Bibliométrie
Conférence donnée par Vincent Larivière.
Comprendre comment la science se fait, communication savante.
Chamboulements de l’ère numérique.
À quoi servent encore aujourd’hui les revues savantes?
La bibliométrie
Méthode quantitative où on mesure l’activité scientifique des documents écrits par les chercheurs. Le seul extrant du processus de recherche scientifique (académique), c’est un article. Les nouvelles connaissances sont incorporées dans ces formes de littérature.
Dès la fin du 19e siècle, on se rend compte (du fait de l’accumulation physique des documents), il faut faire des choix. Les bibliothécaires ont commencé à analyser les références des chercheurs: qu’est-ce que ces gens citent pour savoir de quelle littérature ils ont besoin?
Bibliographies statistiques pour aider à faire des choix sur les périodiques les plus importants. Tournant plus massif dans les années 60 avec une certaine infrastructure technologique, des moyens d’indexation (et surtout aujourd’hui, ex. Google Scholar).

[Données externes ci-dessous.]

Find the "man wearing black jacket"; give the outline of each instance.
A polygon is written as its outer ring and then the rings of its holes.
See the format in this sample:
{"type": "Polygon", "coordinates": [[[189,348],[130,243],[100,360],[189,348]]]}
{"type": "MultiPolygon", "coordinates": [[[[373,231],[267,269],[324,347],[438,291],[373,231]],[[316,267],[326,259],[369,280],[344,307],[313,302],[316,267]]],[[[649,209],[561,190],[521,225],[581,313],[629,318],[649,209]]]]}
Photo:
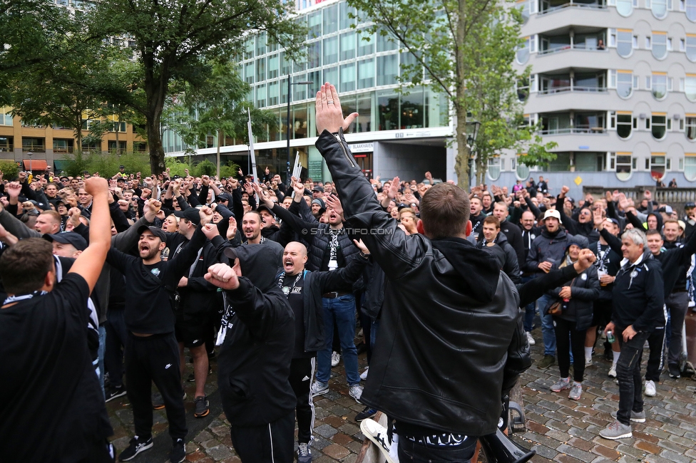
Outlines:
{"type": "MultiPolygon", "coordinates": [[[[201,225],[213,219],[213,211],[199,212],[201,225]]],[[[200,229],[188,245],[175,257],[162,261],[160,252],[166,246],[166,235],[153,227],[140,227],[138,257],[111,249],[107,261],[126,276],[129,288],[123,318],[128,330],[126,346],[126,374],[128,395],[133,405],[135,435],[130,445],[119,456],[122,462],[135,458],[153,445],[152,382],[162,394],[167,409],[169,434],[173,446],[171,461],[185,458],[186,413],[179,370],[179,346],[174,335],[173,293],[181,277],[195,261],[205,242],[200,229]]]]}
{"type": "Polygon", "coordinates": [[[627,230],[621,242],[624,259],[614,279],[611,321],[605,328],[621,345],[616,367],[619,410],[616,421],[600,431],[601,437],[611,439],[632,437],[631,422],[645,422],[640,359],[643,345],[662,323],[665,303],[662,266],[652,259],[645,234],[627,230]]]}
{"type": "Polygon", "coordinates": [[[477,437],[496,432],[501,394],[530,365],[517,291],[496,258],[466,240],[466,192],[447,183],[429,189],[421,233],[406,236],[380,207],[343,137],[357,114],[344,119],[328,83],[316,105],[317,147],[347,219],[379,231],[363,239],[389,281],[361,401],[395,418],[399,459],[466,461],[477,437]]]}

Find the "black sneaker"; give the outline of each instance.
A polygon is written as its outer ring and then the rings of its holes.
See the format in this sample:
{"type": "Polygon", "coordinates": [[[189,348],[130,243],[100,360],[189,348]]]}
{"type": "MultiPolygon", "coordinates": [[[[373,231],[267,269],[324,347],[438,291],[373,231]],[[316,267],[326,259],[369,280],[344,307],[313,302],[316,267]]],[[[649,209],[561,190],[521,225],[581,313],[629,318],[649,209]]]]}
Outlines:
{"type": "Polygon", "coordinates": [[[124,395],[126,395],[126,387],[123,385],[118,387],[112,386],[106,390],[106,402],[124,395]]]}
{"type": "Polygon", "coordinates": [[[193,400],[193,416],[203,418],[210,412],[210,405],[207,397],[199,396],[193,400]]]}
{"type": "Polygon", "coordinates": [[[169,461],[172,463],[181,463],[186,459],[186,449],[184,448],[184,439],[177,439],[172,444],[172,453],[169,461]]]}
{"type": "Polygon", "coordinates": [[[367,418],[371,418],[374,416],[374,414],[377,412],[377,410],[372,408],[370,407],[365,407],[362,409],[362,411],[355,415],[355,421],[362,421],[367,418]]]}
{"type": "Polygon", "coordinates": [[[676,363],[670,363],[667,368],[670,369],[670,378],[677,379],[682,377],[682,372],[679,370],[679,365],[676,363]]]}
{"type": "Polygon", "coordinates": [[[135,436],[130,439],[130,445],[128,448],[121,452],[118,459],[121,462],[128,462],[135,457],[135,455],[141,452],[144,452],[152,447],[152,437],[147,439],[141,439],[135,436]]]}

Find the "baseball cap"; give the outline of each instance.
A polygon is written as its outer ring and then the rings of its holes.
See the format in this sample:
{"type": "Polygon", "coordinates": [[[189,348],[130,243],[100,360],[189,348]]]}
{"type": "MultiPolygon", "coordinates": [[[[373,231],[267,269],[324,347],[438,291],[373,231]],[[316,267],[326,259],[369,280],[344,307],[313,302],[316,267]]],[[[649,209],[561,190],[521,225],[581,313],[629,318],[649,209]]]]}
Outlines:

Les usages sont multiples:
- science de la science (scientométrie): comprendre comment la science se fait. Quelles sont les biais (ex. biais de genre, place des femmes)?
- recherche fondamentale en sociologie et histoire des sciences. Âge des documents, remplacement par des nouvelles théories. Mesurer des phénomènes/comportements dans al communauté scientifique (il y a 70 ans par exemple).

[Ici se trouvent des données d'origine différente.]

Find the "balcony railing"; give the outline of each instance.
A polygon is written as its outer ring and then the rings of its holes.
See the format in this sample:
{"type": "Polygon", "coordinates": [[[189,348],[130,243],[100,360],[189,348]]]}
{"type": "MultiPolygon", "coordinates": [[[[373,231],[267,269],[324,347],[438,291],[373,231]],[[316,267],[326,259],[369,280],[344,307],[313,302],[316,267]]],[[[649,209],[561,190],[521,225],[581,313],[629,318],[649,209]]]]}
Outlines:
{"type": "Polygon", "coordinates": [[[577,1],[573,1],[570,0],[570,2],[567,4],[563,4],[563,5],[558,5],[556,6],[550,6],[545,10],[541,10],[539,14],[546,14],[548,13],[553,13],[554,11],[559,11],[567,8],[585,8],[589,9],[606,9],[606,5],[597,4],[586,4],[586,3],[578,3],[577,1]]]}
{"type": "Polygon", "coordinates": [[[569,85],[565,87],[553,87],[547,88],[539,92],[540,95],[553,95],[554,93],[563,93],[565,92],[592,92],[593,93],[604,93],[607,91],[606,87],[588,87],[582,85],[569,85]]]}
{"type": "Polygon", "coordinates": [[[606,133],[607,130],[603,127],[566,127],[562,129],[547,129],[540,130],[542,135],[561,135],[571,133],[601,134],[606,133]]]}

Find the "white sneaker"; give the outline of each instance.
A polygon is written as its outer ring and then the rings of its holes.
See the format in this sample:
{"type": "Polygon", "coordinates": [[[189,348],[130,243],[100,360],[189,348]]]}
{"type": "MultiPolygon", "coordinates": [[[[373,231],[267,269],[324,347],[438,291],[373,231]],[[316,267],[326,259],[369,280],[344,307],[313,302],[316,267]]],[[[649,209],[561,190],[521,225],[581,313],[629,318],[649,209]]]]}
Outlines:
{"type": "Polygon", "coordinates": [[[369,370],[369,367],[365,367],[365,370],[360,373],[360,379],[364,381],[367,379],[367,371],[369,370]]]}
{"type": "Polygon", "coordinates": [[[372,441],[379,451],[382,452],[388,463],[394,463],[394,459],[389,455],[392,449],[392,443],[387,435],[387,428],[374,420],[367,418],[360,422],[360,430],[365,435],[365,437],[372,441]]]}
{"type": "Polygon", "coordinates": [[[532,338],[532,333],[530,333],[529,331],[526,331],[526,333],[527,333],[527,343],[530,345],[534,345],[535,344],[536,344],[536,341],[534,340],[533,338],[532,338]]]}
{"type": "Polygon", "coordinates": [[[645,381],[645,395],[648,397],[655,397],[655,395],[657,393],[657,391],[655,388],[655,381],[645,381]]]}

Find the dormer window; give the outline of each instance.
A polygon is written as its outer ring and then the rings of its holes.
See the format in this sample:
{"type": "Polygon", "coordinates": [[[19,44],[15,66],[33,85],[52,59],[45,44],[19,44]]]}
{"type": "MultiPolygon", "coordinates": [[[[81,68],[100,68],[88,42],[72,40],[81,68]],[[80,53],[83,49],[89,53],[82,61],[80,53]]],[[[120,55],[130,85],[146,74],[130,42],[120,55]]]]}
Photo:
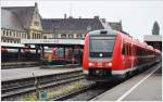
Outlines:
{"type": "Polygon", "coordinates": [[[39,22],[34,22],[34,25],[35,26],[39,26],[39,22]]]}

- politiques scientifiques: les états mettent en place des structures qui soutiennent la recherche. Comment organiser la recherche, diviser le financement (médecine, sciences sociales)? Un peu d’argent à tout le monde, ou beaucoup d’argent à quelques-uns? Vs taux de succès des recherches d’après les investissements (les données bibliométriques permettent d’éclairer ce point).
- évaluation de la recherche: incitatifs (ex. primes) à publier dans les revues les plus prestigieuses (ex. en Chine, 3x le salaire normal d’un chercheur après avoir été publié dans Nature). Au Canada, cet effet est très modéré, mais dans des universités ailleurs dans le monde la bibliométrie peut être très utilisée par les cadres d’universités pour allouer des fonds de recherche. Cela peut créer beaucoup d’inéquités.
Indice de citations
Bases de données qui indexent les métadonnées des articles (résumé, liste des auteurs, journal, titre de l’article, institution, domaine, références). Cela permet notamment de cartographier la recherche (réseaux entre les auteurs, lieux où se fait la recherche, contributions d’une université à un domaine donné, etc.).
À partir des citations, on peut voir la proximité intellectuelle de certains auteurs (cités ensemble), leurs relations cognitives.
Remerciements: qui et quoi vient-on remercier? Un peu de fouille de texte.
Remerciements de type financier: organismes subventionnaires.
Remerciements comme interfaces sociales: tailles des équipes.
Infrastructure de la Chaire de Vincent Larivière
- Web of Science de Clarivate Analytics
- Dimensions.ai: indexe des articles de tous types, dans toutes les langues (tous les articles avec DOI).
- PubMed / Medline
- Financement de la recher che au Canada/États-Unis
- Tous les brevets d’invention à l’évhelle mondiale: Patstat et USPTO
- Médias sociaux liés à la science (Twitter, Zotero, Mendeley): mesurer d’autres traces des documents en ligne (et non pas seulement les sources traditionnelles).
Diffusion des connaissances
Les chercheurs ont toujours diffusé leurs connaissances. Historiquement ça s’est fait par traités (documents courts) et correspondances épistolaires.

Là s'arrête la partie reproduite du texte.